Basically it means all Pods should be able to easily communicate with any other Pods in the cluster, even they are in different Hosts, and they recognized each other with their own IP address, just as the underlying Host does not exists. Also the Host should also be able to connect with any Pod with its own IP address, without any address translation.
THE OVERLAY NETWORK
Flannel is created by CoreOS for Kubernetes networking, it can also be used as a general software defined network solution for other purpose.
To achieve kubernetes network requirements, create flat network which runs above the host network, this is called overlay network. All containers(Pod) will be assigned one IP address in overlay network, they communicate with each other by calling each other’s IP address directly.
In the above cluster there are three networks:
AWS VPC Network: All instances are in one VPC subnet 172.20.32.0/19. They have been allocated IP addresses in this range, all hosts can connect to each other because they are in same LAN.
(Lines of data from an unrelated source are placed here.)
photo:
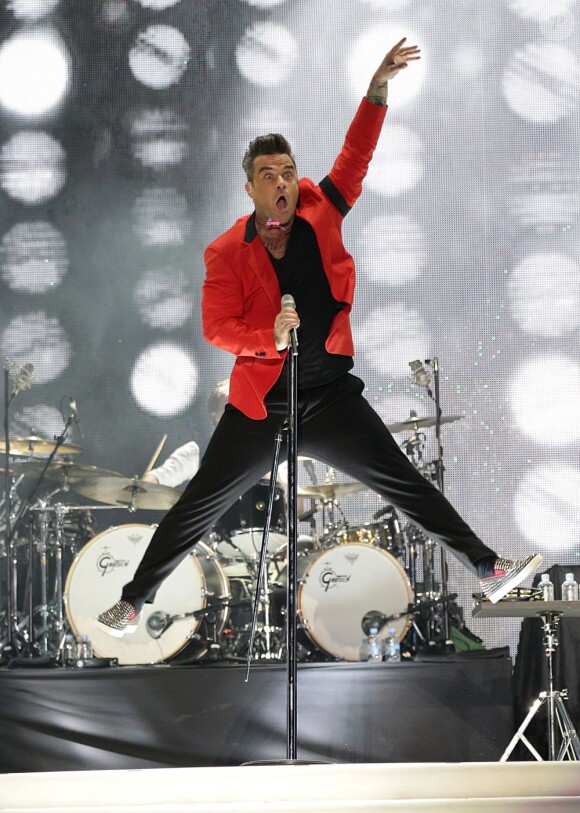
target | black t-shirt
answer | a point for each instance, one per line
(300, 273)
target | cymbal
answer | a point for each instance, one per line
(62, 470)
(128, 492)
(414, 422)
(330, 491)
(37, 445)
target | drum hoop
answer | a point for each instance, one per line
(341, 546)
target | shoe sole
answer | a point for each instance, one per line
(113, 632)
(532, 565)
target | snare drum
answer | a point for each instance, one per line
(108, 561)
(241, 528)
(338, 587)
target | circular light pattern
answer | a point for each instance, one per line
(34, 72)
(161, 217)
(542, 82)
(266, 54)
(164, 380)
(391, 250)
(40, 340)
(32, 9)
(543, 190)
(39, 419)
(390, 337)
(545, 294)
(264, 3)
(32, 167)
(164, 298)
(557, 23)
(546, 507)
(397, 164)
(545, 394)
(34, 257)
(541, 9)
(159, 57)
(114, 14)
(158, 5)
(158, 138)
(385, 5)
(368, 51)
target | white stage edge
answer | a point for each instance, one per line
(409, 788)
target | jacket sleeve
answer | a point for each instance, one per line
(223, 306)
(343, 184)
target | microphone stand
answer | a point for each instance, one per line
(440, 484)
(291, 630)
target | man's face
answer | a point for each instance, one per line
(274, 188)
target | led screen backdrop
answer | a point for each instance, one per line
(122, 127)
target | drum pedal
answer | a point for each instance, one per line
(91, 663)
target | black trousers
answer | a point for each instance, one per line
(337, 426)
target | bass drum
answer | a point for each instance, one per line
(338, 587)
(108, 561)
Flannel overlay network: Flannel has created another network 100.96.0.0/16, it is a bigger network which can hold 216 (65536) addresses, and it is across all kubernetes nodes, each pod will be assigned one address in this range.
In-Host docker network: Inside each host, flannel assigned a 100.96.x.0/24 network to all pods in this host, it can hold 28 (256) addresses. The Docker bridge interface docker0 will use this network to create new containers.
By the above design, each container has its own IP address, all fall into the overlay subnet 100.96.0.0/16. The containers inside the same host can connect with each other by the Docker bridge docker0. To connect across hosts with other containers in the overlay network, flannel uses kernel route table and UDP encapsulation to attain it.
PACKET COPY AND PERFORMANCE
The newer version of flannel does not recommend to use UDP encapsulation for production, it should be only used for debugging and testing purpose. One reason is the performance.
Though the flannel0 TUN device provides a simple way to get and send packet through the kernel, it has a performance penalty, the packet has to be copied back and forth from the user space to kernel space.
as the above, from the original container process send packet, it has to be copied three times between user space and kernel space, this will upsurge network overhead in a significant way.
THE VERDICT
Flannel is one of the simplest implementation of kubernetes network model. It uses the standing Docker bridge network and an extra Tun device with a daemon process to do UDP encapsulation. We hope this article helps you to understand the fundamentals of kuberentes networking, with this information you can start exploring the more interesting realm of kubernetes networking.